Perfil técnico e discreto

Advogado e servidor de carreira, Durigan construiu trajetória próxima ao Partido dos Trabalhadores, embora nunca tenha filiação partidária. Atuou na Casa Civil durante o governo Dilma Rousseff e integrou a equipe de Haddad na Prefeitura de São Paulo. No setor privado, foi diretor de políticas públicas do WhatsApp, função que ampliou sua rede de contatos na iniciativa privada.

Por que Durigan é considerado o nome ideal

Interlocutores no Congresso e no mercado veem o secretário-executivo como um negociador de bastidores capaz de evitar crises políticas. A aposta é de que um perfil técnico diminua turbulências em um período marcado por disputas eleitorais e preserve a linha defendida por Haddad na área fiscal.

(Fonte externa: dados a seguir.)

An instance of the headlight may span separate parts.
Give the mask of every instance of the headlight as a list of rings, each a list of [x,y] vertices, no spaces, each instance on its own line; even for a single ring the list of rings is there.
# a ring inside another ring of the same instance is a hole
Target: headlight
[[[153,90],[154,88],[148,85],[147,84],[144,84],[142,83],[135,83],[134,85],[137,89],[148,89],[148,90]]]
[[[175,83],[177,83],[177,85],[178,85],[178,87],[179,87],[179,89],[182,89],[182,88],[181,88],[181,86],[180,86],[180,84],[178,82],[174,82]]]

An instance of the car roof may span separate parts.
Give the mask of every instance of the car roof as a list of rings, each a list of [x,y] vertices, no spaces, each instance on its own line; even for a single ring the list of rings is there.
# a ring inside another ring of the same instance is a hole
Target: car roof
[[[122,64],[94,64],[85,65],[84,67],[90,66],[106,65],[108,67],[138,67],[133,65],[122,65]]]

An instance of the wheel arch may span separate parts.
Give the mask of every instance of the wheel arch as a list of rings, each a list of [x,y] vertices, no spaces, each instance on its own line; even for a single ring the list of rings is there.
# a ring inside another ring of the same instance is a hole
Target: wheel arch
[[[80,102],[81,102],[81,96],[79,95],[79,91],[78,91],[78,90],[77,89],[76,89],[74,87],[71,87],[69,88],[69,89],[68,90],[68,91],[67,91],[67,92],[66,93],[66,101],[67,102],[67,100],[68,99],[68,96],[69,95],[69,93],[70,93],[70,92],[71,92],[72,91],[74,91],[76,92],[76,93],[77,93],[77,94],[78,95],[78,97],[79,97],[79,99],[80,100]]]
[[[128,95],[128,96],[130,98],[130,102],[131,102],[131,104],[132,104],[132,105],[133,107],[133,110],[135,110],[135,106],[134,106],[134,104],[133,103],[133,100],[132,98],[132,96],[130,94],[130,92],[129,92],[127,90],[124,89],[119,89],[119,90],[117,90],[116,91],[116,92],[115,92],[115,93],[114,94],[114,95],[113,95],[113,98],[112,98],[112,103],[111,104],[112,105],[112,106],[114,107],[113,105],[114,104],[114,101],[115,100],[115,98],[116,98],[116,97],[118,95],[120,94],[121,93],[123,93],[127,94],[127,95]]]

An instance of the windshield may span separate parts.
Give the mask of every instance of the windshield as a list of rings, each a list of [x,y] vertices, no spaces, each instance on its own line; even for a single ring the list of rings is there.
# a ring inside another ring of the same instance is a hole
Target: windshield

Continuidade na política econômica

Analistas esperam manutenção integral da agenda em vigor. O espaço para apresentar novas medidas é restrito no calendário eleitoral, e a missão de Durigan, caso confirme a nomeação, será tocar o que já foi planejado e aprovado no Congresso.

Arcabouço fiscal segue como âncora

A principal regra hoje é o arcabouço fiscal, mecanismo que limita o crescimento das despesas à evolução das receitas. Embora projetado para controlar a dívida pública, o governo tem utilizado exceções que deixam dúvidas sobre sua eficácia.

Desafio central: gasto público em alta

O novo ministro terá de enfrentar a expansão contínua das despesas. A estratégia atual prioriza aumentar a arrecadação, sem cortes relevantes, o que mantém a dívida em cerca de 79% do Produto Interno Bruto. Mesmo com a possível troca de comando, a palavra final sobre a política econômica permanecerá nas mãos do presidente Lula.